Voor de beoordeling van de klacht wordt, gelet op de stukken, van de volgende feiten uitgegaan.

1.1 Klager is op 19 december 2017 door de politie aangehouden en overgebracht naar een cellencomplex in Groningen. Op 20 december 2017 is klager voorgeleid aan de rechter-commissaris. Klager is daarbij bijgestaan door een (andere) advocaat. Klager is op 20 december 2017 in vrijheid gesteld.

1.2 Bij brief van 21 december 2017 heeft klager bij de deken van de Orde van Advocaten in het arrondissement Limburg een klacht ingediend over verweerder. De deken Limburg heeft de klacht op 1 februari 2018 aan de deken Amsterdam doorgestuurd.

2 KLACHT

2.1 De klacht houdt, zakelijk weergegeven, in dat verweerster tuchtrechtelijk verwijtbaar heeft gehandeld als bedoeld in artikel 46 Advocatenwet doordat zij op 19 en/of 20 december 2017 niets van zich heeft laten horen, terwijl de politie klager heeft verzekerd dat verweerster op 19 december 2017 op de hoogte was gebracht van de wens van klager haar als raadsvrouw in te schakelen.

3 VERWEER

3.1 Verweerster voert aan dat klager geen cliënt van haar is, dat hij dat ook nooit is geweest en dat haar ook nooit een bericht heeft bereikt dat hij juridische bijstand nodig had.

4 BEOORDELING

4.1 De voorzitter overweegt dat het aan de klager is om de feiten waarop hij zijn klacht baseert voldoende aannemelijk te maken en ten minste aanknopingspunten aan te dragen voor de juistheid van zijn stellingen.

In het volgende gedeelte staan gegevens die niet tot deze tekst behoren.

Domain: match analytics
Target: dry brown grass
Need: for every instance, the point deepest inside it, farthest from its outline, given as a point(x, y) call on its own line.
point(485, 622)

Dat heeft klager hier niet gedaan. Nergens blijkt uit dat verweerster op de hoogte was van de wens van klager haar als raadsvrouw in te schakelen. Klager stelt weliswaar dat de politie hem dat heeft verzekerd, maar heeft dit niet met stukken onderbouwd.

4.2 Op grond van het voorgaande zal de voorzitter de klacht, met toepassing van artikel 46j Advocatenwet, dan ook kennelijk ongegrond verklaren.

BESLISSING

De voorzitter verklaart:

de klacht, met toepassing van artikel 46j Advocatenwet, kennelijk ongegrond.

Aldus in het openbaar uitgesproken door mr. D.H. Steenmetser-Bakker,  plaatsvervangend voorzitter, met bijstand van mr. S. van Excel als griffier op 27 juli 2018.

Griffier  Voorzitter

Deze beslissing is in afschrift op 27 juli 2018 verzonden.